Verhalten innerhalb der Gemeinschaft

Grundlagen des christlichen Glaubens

Dieses Programm trägt den Namen »Lidia & Marko«. Es ist benannt nach Lydia, der Purpurhändlerin aus Thyatira, die eine starke und selbständige Frau verkörpert, und Markus, dem Begleiter des Paulus, der seine eigenen Wege ging und später das nach ihm benannte Evangelium schrieb.

Tricks und Tipps rund um die Essenszubereitung werden weitergegeben

Die Einheiten werden mit mir von einem Team des Frauenwerks entwickelt. Bei eintägigen Veranstaltungen »testen« wir die neuen Einheiten.

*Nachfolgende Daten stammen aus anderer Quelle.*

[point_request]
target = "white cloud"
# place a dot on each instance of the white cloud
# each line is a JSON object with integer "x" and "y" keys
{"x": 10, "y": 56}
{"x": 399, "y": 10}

Schon zweimal kamen rund 15 junge Mütter aus der EmK in Blantyre zusammen und lernten zum Beispiel wie man kostengünstig und doch gesund kochen kann. Aber auch Ideen, wie sich ein Einkommen durch handwerkliche Arbeiten erzielen lässt, werden vermittelt. Einmal im Monat kommen die jungen Frauen zu den Testveranstaltungen zusamme

»Das Training war einfach super. Ich habe interessante Dinge gelernt. Kochen ist jetzt mein neues Hobby, weil ich jetzt weiß wie man gutes Essen zubereitet. Wir haben auch gelernt, wie man sich etwas dazu verdienen kann, z.B. wie man eine Geschäftsidee entwickeln und umsetzen kann. Mit dem, was ich gelernt habe, werde ich bald etwas Geld verdienen können.«     Mercy

Unter Berücksichtigung der Erfahrungen werden die Unterrichtsinhalte in Chichewa und Englisch erfasst und bei Frauenschulungen an Multiplikatorinnen aus den Gemeinden weitergegeben. Dann muss das Programm seine Nagelprobe bestehen: die Einbindung der Multiplikatorinnen auch aus den ländlichen Gebieten. Mit ihrer Erfahrung wird es bald heißen: »Lidia ndi Marko« statt »Chinamwali und Dzoma«.